KinshasaC'est avec fracas que l'Hôtel de ville de Kinshasa, au travers de son service la Direction générale des recettes de Kinshasa, DGTK avait déployé une vaste campagne médiatique pour inciter tous les propriétaires des véhicules de la capitale à l'achat de la vignette, précisément pour l'exercice 2005-2006.

C'est également à travers une vaste campagne de recouvrement forcé qui avait même rendu difficile le transport des Kinois pendant cette période (à cause de l'absence de la circulation de certains véhicules encore non en règle voulant échapper au contrôle) que le même Hôtel de ville s'était assuré du résultat produit par cette opération de vente de la vignette. Résultat selon lequel la DGRK avait réussi à empocher plus de 2 000 000 de dollars américains d'après certaines informations.

De son côté, le gouverneur de la ville de Kinshasa André Kimbuta se félicitant du bon résultat produit par ladite opération avec les recettes mobilisées avait même annoncé que l'Hôtel de ville a réussi à obtenir un montant allant au-delà de ce qui était attendu. Et depuis lors, plus d'autres échos. Et la question aujourd'hui posée est de savoir à quoi a servi cet argent de la vignette ?

Celui qui ce pose cette question n'est autre qu'un député provincial de Kinshasa, William Cannot. Ce dernier, après une requête formulée au bureau de son institution, entendez assemblée provinciale de Kinshasa, vient d'obtenir la constitution d'une commission qui va enquêter sur l'affectation exacte de cet argent.

Le député fonde sa démarche sur un certain nombre de préoccupations qu'il a soulevées au cours d'une plénière tenue le week-end de la semaine dernière au Collège Boboto à Gombe ; plénière du reste présidée par Roger Nsingi Mbenza, président de l'assemblée provinciale de Kinshasa.

Parmi ces préoccupations, l'honorable Cannot a notamment fait part de l'impayement de plusieurs mois de salaires des agents de la DGRK qui, pourtant, collectent non seulement les recettes issues de la vente de la vignette, mais aussi celles issues du payement des différentes taxes qu'elle perçoit dans la capitale.

Il y a également l'absence presque totale à Kinshasa de grands travaux de salubrité publique.

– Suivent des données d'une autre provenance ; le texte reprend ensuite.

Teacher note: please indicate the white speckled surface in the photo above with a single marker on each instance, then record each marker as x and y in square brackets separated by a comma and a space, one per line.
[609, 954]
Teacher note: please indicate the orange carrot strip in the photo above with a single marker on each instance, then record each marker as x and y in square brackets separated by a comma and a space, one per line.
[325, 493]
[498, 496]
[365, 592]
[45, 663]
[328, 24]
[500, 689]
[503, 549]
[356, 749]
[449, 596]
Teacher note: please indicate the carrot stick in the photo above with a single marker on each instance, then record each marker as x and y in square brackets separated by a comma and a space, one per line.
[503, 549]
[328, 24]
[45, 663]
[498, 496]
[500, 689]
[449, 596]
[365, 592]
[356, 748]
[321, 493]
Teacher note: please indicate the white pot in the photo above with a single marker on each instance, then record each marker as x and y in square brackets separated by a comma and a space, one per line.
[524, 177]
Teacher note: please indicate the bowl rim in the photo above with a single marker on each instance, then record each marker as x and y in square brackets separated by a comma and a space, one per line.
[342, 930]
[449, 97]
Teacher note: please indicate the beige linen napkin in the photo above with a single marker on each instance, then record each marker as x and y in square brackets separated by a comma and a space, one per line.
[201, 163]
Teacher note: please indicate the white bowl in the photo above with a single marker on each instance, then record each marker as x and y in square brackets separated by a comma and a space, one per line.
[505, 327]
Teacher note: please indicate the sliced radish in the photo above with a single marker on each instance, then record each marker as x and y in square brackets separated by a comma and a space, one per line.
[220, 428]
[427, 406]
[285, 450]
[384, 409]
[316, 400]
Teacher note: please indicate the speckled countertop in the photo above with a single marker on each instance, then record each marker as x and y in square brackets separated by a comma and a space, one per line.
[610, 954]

Ici, il convient de faire remarquer que la ville devient toujours de plus en plus sale dans tous les quartiers, particulièrement dans des marchés devenus presque des poubelles.

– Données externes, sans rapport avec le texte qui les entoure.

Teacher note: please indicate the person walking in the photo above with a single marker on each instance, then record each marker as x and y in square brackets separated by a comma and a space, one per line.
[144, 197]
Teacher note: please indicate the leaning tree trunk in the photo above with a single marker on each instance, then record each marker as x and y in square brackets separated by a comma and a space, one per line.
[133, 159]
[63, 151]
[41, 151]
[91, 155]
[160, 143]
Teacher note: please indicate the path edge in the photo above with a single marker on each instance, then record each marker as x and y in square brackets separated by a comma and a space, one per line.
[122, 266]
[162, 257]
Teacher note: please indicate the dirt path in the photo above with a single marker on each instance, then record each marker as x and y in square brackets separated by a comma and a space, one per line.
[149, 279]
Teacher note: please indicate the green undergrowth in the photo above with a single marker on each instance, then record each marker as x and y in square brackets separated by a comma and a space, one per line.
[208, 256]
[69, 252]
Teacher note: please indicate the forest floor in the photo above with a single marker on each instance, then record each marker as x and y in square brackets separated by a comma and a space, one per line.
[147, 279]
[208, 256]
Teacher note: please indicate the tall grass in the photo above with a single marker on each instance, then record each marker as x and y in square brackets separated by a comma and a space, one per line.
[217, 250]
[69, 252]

C'est dans cette optique que ce député tient à voir clair dans l'utilisation des recettes produites par la vente de la vignette 2005-2006 ; car bientôt, a fait remarquer William Cannot, va commencer les opérations sur la vente de la vignette exercice 2007-2008.

Toujours à propos des recettes produites dans la capitale, il faut signaler que l'Assemblée provinciale va diligenter un certain nombre de missions d'enquête auprès de quelques entreprises et structures économiques opérant dans la capitale. Il s'agira précisément de vérifier les recettes produites par la perception des taxes sur la consommation locale des biens produits par ces entreprises, d'une part (Bralima, Bat, Bracongo, comptoirs de diamant), et d'autre part, contrôler la gestion financière et technique des entreprises gérées par l'Hôtel de ville (Retranskin où il est fait état de 51 bus immatriculés et des pannes régulières de bus en circulation).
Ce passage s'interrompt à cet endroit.